Schizophrenia (SCZ) is a severe, chronic and debilitating mental illness affecting around 0.4% of the population [1]. Magnetic resonance imaging (MRI) studies consistently observed alterations in cortical and subcortical brain areas, especially frontal [21] and temporal [14] regions. The capability of detecting these pathological alterations in brain images would be of high relevance in accelerating the diagnostic process, with clear benefits for both patients and psychiatrists. Given the complexity and multidimensionality of the problem, machine learning (ML) analysis of magnetic resonance (MR) images is recently becoming popular in the understanding of this domain.

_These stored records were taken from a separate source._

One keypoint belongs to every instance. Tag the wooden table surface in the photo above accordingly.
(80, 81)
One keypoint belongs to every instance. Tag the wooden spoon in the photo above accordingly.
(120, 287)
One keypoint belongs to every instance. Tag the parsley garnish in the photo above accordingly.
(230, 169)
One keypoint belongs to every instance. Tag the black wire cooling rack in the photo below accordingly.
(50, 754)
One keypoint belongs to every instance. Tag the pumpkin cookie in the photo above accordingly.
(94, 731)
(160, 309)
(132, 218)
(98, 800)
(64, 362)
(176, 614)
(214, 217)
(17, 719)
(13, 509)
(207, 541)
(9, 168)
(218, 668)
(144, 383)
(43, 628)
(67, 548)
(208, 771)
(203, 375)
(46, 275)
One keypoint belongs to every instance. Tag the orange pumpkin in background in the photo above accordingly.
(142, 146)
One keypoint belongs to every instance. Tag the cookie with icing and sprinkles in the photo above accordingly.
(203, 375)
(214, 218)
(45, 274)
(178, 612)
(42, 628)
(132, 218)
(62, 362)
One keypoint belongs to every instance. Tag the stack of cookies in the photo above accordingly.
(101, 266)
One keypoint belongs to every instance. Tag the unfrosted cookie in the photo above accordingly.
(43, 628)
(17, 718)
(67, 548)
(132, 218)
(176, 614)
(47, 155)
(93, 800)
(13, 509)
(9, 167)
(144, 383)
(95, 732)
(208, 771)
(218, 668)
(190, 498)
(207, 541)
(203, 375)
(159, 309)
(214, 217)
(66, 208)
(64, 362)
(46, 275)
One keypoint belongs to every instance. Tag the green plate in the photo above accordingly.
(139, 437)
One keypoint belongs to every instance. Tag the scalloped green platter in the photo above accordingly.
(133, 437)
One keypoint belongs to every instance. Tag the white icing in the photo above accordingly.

ML algorithms have been used in SCZ studies [18] with the aim of detecting sets of features which could be discriminative in the diagnosis. In the literature, the majority of ML applications to psychiatric data are purely supervised methods that learn only from labeled data, with promising and interesting results [11, 13, 16]. However, while these findings have been received with great optimism within the neuropsychiatric community, a major criticism has been that these algorithms are ordinarily “trained” to categorize patients based on a symptom-based diagnosis. As such, there are inevitable uncertainty in the “gold standard”: learning from the unlabeled data seems a possibility to mitigate the problem. In these situations, classification performances might improve when the learning process incorporates unlabeled data. Moreover, semi-supervised and unsupervised schemes could provide a better phenotype identification and classification of diseases [20].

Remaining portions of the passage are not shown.